Attentional exploitation derives from Mackintosh (1975) where attention to stimuli is a relative function, increasing when stimuli are better predictors of USs than others. Of two predictors of a US or outcome, the one with the stronger associative strength will receive more attention relative to the weaker. Recently, Le Pelley et al. (2016) suggested that relative attention need not be considered; that a stimulus's absolute level of associative strength determines the level of attention it will command, where greater associative strength predicts greater attention.

Attentional exploration derives from Pearce and Hall (1980) where attention to stimuli decreases as their associations with a US grow. As the outcome becomes certain through being predicted by the stimulus in question, or others present on the trial, attention declines. Explorative attention covaries positively with levels of uncertainty. Variations of both processes are found in several “hybrid” attention theories (e.g., Le Pelley 2004; Haselgrove et al. 2010; Pearce and Mackintosh 2010; for review, see Le Pelley et al. 2016).

To determine how attention to a stimulus fluctuates as the meaning of the stimulus changes across contexts we used a prediction task to give stimuli meaning, along with a localization task to measure attention. Each participant was presented with ten 50-point Helvetica-bold letters, randomly selected from the alphabet. The letters appeared in a grid of boxes forming three rows and four columns on a computer screen. The middle-two boxes were removed to provide an instruction area. On each trial participants were instructed to click the letter (one per trial) that they thought hid a pink “Smiley” face. Participants clicked a letter then all letters were removed revealing the smiley for 2 sec. For the following trial, the same letters reappeared in randomly determined positions. Timing was self-paced and the smiley appeared behind the same letter on each trial of a phase.

The design (see Table 1) was simple. Participants first associated the smiley with “Letter1,” and then associated the smiley with “Letter2” in the second phase, while Letter1 was undergoing extinction. Letters1 and 2 were randomly determined between participants. Between phases the background screen color changed from blue to yellow (or vice versa) to provide different contexts. Participants were randomly divided into two groups and tested for renewal, without interruption, following the final phase-2 trial.
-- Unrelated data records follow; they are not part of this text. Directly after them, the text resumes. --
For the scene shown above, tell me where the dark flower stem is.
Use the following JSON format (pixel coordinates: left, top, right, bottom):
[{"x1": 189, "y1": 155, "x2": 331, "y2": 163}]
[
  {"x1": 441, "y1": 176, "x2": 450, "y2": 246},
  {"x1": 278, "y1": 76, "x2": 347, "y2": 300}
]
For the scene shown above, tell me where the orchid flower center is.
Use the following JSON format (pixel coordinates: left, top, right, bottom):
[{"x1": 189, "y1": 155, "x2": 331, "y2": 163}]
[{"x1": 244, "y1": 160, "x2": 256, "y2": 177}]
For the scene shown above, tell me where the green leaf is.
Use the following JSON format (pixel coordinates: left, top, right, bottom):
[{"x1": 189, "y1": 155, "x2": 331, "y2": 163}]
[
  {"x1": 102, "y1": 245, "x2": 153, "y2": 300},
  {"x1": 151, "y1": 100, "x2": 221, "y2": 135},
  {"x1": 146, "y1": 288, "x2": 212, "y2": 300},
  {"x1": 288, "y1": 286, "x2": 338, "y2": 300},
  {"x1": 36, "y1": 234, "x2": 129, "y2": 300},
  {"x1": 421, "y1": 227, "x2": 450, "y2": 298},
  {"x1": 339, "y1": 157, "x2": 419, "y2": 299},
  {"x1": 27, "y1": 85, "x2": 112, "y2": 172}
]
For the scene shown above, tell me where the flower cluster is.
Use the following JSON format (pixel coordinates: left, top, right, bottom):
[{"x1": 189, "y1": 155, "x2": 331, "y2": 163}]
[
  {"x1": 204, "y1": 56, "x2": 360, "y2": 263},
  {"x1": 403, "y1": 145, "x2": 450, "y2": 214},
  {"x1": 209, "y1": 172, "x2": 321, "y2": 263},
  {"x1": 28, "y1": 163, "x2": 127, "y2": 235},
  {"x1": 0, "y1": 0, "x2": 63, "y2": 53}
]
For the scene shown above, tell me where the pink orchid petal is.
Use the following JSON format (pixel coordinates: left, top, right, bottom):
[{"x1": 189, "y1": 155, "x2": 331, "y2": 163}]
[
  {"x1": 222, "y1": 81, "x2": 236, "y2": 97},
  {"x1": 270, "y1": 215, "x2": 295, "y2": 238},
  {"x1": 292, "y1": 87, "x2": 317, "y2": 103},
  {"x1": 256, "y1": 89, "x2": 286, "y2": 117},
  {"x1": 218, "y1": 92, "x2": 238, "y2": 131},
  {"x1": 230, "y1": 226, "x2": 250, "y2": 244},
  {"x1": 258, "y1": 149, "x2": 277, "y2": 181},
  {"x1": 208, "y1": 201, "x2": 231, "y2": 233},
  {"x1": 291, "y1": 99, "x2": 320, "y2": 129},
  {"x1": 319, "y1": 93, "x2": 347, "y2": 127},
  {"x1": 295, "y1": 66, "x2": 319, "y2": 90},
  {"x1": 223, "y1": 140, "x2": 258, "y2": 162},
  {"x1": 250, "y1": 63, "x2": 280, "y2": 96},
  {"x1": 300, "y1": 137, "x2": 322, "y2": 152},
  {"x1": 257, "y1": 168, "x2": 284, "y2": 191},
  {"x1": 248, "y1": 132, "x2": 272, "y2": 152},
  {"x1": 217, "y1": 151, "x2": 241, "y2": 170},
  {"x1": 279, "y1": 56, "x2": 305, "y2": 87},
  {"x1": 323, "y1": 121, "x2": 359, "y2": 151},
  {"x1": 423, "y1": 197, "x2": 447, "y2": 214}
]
In Group ABB (n = 28), the letters were presented in Context B where extinction of Letter1 just occurred. In Group ABA (n = 26) testing occurred in Context A where conditioning with Letter1 had happened previously. Participants had one opportunity to select the letter that they believed hid the smiley, then the letters disappeared without feedback. We measured the proportion of participants selecting Letter1, Letter2, and a randomly determined Letter3 on each trial along phases 1 and 2 and the test. Renewal would be evident by more participants selecting Letter1 in Context A than in Context B. There is also reason to expect that learning about Letter2 in Context B may transfer to Context A, which we will discuss later.

Table 1.

Design of experiment

The localization test was 2 sec after the selection test. On each of three randomly ordered questions participants saw the 10-box grid, now empty, and were asked to click where either Letter1, Letter2, or the randomly determined Letter3 had been placed on the preceding selection test. Clicking the wrong box prompted a “try again” message. The use of localization as an indirect measure of attention was based on Griffiths and Mitchell's (2008) reasoning that it is plausible to assume that memory for a cue will be a function of the degree of attention received by the cue. The cue's position on a trial should be better remembered when attention has been devoted to the cue. Associability, linked to exploitative attention, is also often used as an attentional index (see Le Pelley et al. 2016). High attention should facilitate participants’ associating the letter with its position on each trial, facilitating recall. We measured the proportion of participants localizing each letter on their first selection.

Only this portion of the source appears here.